Renault Group has obtained an operating profit in the first half of the year of 654 million euros and that global sales were 24% lower than those made in the same period of 2019. The French group anticipates that the shortage of chips will stop making 200,000 cars this year.

high margins

But not only Renault has turned the balance. Stellantis, in its first semester of life, has obtained 8,622 million euros of operating profit, with an operating margin of 11.2%. At the presentation of results, Richard Palmer, the group's chief financial officer, said that "this margin is a record for the two groups before the merger [PSA and FCA]" and much higher than that of other rivals.

Toyota obtained a 7.9% operating margin in the first quarter; the Volkswagen Group, number two in the world, registered a margin of 8.8%, while Nissan obtained 4.5%, and Renault 2.8%. For its part, Hyundai reached 6.2%; Ford, 9.1%. Only the premium manufacturers do better than Stellantis, with Daimler at 12.2% and BMW at 13%.

But if we talk about hard cash, not percentages, the numbers speak for themselves. Toyota has reported the best first quarter in its history with 7.7 billion euros of profit at the current euro/yen exchange rate. The BMW Group has multiplied its results by 20 to 7,623 million euros. Or the record six-month operating profit of 11,358 million achieved by the Volkswagen Group. Or the Hyundai Group, which reached 1,385 million euros at the current euro/won exchange rate, which is its best quarter in seven years. Or Volvo Cars, which multiplied its profit by four to 1,763 million in the first half of this year.

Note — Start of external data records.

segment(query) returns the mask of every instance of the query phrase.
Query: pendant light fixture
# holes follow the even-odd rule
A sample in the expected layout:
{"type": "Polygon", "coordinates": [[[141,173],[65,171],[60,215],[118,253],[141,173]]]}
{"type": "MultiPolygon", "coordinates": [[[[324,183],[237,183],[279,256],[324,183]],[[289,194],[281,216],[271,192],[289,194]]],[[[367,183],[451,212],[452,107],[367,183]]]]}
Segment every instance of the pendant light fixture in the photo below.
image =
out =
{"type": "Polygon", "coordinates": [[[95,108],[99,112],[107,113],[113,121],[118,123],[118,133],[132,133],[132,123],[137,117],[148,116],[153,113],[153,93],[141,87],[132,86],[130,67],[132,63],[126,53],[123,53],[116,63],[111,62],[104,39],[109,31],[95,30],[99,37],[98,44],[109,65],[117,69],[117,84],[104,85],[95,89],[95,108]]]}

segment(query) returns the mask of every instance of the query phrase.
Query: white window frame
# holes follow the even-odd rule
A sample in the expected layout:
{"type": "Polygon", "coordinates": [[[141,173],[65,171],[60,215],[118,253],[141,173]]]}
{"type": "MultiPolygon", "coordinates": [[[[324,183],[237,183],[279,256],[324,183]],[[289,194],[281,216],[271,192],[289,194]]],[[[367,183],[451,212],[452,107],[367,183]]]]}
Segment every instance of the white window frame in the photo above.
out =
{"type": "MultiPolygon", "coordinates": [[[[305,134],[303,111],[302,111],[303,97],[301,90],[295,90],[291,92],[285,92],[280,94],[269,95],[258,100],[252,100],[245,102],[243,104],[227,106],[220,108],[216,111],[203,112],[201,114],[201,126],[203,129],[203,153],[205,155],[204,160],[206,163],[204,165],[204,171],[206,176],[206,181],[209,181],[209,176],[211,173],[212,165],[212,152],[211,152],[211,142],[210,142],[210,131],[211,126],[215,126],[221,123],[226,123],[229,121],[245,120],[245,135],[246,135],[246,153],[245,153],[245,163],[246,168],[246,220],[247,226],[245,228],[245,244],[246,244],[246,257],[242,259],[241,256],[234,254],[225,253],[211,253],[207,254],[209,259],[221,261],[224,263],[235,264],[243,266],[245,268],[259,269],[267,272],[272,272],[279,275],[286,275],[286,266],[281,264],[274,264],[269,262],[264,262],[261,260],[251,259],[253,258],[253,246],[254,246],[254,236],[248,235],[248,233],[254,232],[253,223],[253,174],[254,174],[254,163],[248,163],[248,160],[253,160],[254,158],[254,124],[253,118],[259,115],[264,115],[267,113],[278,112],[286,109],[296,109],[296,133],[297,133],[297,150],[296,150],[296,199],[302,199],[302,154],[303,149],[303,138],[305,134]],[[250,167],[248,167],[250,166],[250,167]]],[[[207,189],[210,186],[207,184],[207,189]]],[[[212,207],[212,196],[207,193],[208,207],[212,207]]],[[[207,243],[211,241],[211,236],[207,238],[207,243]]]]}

Or, to cite a more extreme case, Ford Motor has reported profits of 3,200 million euros at the current dollar/euro exchange rate, despite estimating the manufacturing cutback caused by the lack of semiconductors at 700,000 vehicles. In fact, it has raised its forecasts for the year dramatically in the face of "the strong order book that we have accumulated," said John Lawler, Ford's chief financial officer, in the presentation of results.

Now the US company expects an operating profit of between 9,000 and 10,000 million dollars, well above the 3,500 million previously estimated.